Low energy prices will be a positive for consumers in these three economies.

In other key countries, BMO expects China’s GDP growth to continue slowing, but in an orderly way as it transitions to a consumption-led economy.

India is “emerging as `China 2.0′, looking like China 15 years ago”. Among the positive factors in India are a highly-educated and English-speaking population, favourable demographics driving savings and investment, the benefit of lower oil prices, a British legal system, and increasing industrial production, the report said. 

Given the base case scenario of slowly widening global growth, the firm is emphasising an overweight on equities relative to fixed income; selective investments in emerging markets; and “alternative strategies exhibiting skill at exploiting style premia”.

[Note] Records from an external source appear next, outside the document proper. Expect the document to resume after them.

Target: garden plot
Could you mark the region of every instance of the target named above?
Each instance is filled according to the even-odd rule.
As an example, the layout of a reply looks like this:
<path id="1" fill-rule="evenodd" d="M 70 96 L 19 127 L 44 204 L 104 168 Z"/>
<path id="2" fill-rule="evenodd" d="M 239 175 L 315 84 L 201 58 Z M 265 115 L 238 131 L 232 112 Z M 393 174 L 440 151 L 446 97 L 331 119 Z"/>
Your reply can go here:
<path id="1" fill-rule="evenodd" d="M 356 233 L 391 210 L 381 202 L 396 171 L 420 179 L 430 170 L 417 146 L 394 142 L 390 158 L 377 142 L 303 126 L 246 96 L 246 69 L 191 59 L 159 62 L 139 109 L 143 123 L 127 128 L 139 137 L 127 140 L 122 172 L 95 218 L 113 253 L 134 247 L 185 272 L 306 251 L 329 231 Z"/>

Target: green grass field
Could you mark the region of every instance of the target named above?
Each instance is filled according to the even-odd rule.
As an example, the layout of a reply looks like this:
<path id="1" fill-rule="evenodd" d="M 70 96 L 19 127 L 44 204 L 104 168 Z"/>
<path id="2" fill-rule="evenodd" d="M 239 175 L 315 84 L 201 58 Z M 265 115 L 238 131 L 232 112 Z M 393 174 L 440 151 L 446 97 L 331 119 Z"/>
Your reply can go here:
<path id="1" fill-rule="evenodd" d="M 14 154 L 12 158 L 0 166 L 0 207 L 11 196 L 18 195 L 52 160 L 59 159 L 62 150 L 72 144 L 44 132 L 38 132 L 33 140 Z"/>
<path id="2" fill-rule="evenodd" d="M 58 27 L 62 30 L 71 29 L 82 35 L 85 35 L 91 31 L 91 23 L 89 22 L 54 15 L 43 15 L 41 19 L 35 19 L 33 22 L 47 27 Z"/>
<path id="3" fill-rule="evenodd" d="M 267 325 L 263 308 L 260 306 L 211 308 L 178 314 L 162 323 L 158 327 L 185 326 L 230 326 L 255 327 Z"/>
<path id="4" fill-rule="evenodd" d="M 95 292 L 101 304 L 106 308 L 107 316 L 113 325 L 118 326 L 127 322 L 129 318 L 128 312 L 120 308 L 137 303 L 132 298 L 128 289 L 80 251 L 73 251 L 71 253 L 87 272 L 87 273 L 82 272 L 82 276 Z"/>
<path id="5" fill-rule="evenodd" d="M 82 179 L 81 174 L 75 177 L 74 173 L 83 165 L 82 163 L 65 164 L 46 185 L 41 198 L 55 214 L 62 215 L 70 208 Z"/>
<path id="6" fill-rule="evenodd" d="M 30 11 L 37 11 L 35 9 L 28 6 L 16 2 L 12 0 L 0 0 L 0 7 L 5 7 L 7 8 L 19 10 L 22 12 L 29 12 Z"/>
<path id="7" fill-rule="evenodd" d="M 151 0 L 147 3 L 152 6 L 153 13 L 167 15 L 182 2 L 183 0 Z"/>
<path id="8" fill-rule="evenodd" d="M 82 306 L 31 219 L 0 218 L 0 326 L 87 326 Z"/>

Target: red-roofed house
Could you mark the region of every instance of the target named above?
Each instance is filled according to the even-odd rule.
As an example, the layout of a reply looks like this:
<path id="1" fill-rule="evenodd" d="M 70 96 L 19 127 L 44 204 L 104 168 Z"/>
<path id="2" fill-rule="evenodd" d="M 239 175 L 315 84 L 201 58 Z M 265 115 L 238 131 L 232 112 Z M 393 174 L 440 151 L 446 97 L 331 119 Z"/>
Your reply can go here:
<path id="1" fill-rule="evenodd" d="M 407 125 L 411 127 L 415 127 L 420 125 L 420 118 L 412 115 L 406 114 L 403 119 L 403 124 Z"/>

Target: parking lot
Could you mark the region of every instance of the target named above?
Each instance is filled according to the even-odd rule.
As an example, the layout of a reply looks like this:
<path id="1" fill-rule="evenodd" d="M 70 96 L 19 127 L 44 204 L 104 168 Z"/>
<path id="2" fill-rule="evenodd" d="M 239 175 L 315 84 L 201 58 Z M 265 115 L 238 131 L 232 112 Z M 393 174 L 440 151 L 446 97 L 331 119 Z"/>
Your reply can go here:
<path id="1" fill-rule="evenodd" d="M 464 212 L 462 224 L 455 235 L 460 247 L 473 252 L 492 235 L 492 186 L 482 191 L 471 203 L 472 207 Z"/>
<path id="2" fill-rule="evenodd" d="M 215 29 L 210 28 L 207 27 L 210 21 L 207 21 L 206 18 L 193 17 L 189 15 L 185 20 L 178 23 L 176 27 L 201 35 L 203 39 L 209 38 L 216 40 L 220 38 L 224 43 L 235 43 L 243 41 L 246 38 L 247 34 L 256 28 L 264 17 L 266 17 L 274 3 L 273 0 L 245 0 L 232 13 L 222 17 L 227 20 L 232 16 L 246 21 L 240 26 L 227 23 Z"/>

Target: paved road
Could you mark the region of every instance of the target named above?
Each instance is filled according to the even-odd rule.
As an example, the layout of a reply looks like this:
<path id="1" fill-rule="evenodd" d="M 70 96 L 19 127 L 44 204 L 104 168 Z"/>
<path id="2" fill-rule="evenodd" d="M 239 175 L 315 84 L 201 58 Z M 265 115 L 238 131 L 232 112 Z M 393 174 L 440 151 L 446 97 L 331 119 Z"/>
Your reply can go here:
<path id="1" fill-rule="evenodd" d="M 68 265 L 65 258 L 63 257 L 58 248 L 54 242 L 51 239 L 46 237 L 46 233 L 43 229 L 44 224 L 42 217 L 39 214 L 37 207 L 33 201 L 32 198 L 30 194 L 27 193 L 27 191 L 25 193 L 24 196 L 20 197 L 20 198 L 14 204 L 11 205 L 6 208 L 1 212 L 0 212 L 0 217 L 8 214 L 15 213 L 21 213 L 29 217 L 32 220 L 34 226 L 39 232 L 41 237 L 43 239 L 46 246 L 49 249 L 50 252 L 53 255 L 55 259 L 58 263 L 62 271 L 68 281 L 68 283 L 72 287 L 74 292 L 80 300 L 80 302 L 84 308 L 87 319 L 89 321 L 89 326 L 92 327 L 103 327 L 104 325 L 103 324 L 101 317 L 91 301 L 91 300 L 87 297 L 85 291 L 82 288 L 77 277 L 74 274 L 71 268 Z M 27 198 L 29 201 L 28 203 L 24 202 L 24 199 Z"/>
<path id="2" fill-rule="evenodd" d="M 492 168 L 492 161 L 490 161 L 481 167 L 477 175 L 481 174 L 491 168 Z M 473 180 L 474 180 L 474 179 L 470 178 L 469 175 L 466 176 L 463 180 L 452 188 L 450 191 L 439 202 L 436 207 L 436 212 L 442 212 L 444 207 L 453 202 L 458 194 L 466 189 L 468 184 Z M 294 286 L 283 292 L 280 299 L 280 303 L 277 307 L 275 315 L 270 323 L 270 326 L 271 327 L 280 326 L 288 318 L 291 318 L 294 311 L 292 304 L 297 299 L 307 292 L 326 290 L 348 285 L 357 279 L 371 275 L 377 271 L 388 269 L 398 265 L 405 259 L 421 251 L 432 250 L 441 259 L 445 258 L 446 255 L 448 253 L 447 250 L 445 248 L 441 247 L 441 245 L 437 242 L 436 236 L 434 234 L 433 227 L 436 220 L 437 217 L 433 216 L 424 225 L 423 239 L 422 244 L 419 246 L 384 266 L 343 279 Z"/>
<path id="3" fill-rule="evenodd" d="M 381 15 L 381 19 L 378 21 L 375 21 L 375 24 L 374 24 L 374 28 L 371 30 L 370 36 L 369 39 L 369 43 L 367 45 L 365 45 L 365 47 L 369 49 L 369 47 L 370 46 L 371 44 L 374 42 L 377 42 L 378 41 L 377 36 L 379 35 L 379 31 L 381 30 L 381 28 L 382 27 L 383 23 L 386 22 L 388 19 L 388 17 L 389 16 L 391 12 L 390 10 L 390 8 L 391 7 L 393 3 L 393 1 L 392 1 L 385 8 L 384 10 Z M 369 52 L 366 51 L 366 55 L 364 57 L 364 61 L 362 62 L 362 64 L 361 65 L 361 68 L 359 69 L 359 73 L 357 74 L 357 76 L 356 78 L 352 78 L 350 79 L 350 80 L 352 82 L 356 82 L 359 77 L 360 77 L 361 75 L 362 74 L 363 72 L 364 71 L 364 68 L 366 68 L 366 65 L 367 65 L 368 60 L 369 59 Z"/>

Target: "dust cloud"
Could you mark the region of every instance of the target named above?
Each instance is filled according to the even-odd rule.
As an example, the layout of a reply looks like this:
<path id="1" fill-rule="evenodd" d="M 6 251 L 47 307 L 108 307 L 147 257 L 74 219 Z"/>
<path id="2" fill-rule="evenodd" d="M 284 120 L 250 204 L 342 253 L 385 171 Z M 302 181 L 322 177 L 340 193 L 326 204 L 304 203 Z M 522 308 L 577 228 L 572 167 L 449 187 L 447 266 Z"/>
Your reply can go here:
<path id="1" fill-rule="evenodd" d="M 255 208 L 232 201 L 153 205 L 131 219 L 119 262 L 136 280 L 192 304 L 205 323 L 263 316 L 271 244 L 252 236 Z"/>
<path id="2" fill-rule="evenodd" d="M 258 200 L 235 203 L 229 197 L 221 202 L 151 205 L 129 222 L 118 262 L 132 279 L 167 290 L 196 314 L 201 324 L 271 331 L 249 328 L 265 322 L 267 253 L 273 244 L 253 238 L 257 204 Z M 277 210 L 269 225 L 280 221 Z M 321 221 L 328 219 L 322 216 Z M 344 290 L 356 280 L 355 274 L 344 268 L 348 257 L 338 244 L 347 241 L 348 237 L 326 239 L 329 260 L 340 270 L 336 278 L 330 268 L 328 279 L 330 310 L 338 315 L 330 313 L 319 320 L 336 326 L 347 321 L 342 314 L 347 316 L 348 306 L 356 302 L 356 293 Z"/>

“In our base case, we remain overweight equities relative to fixed income, given the persistently low yield environment throughout most of the globe, as well as the likelihood of further interest rate increases in the US,” the report said.

Upside and downside

The report also offered an upside and downside scenario over the next five years, each with a 20% probability. Both of these scenarios involve the actions of policymakers.

The upside-surprise scenario is based on global policymakers are able to get everything right, both in the short and intermediate term. For example, in Europe, governments must “continue to enact prudent budgets, putting their growth dividend to work retiring debt” and “allow forgiveness of Greece debt without the risk of contagion”.

The investment implications of the upside scenario would be captured by a full “risk on” full asset class exposure, “with a focus on cyclical sector equities and non-US companies with high, domestically generated revenues, particularly commodities producers”.

The downside scenario sees one or more policy errors resulting in a surprise slowdown in the global economy. Given the number of consequential policies being contemplated and the number of central banks contemplating them, miscues are likely to happen, the report said.

The investment implications focus on the flight of money to quality and safety, which includes long-dated US treasuries and large-capitalisation equities from Germany and the Netherlands, as well as the US.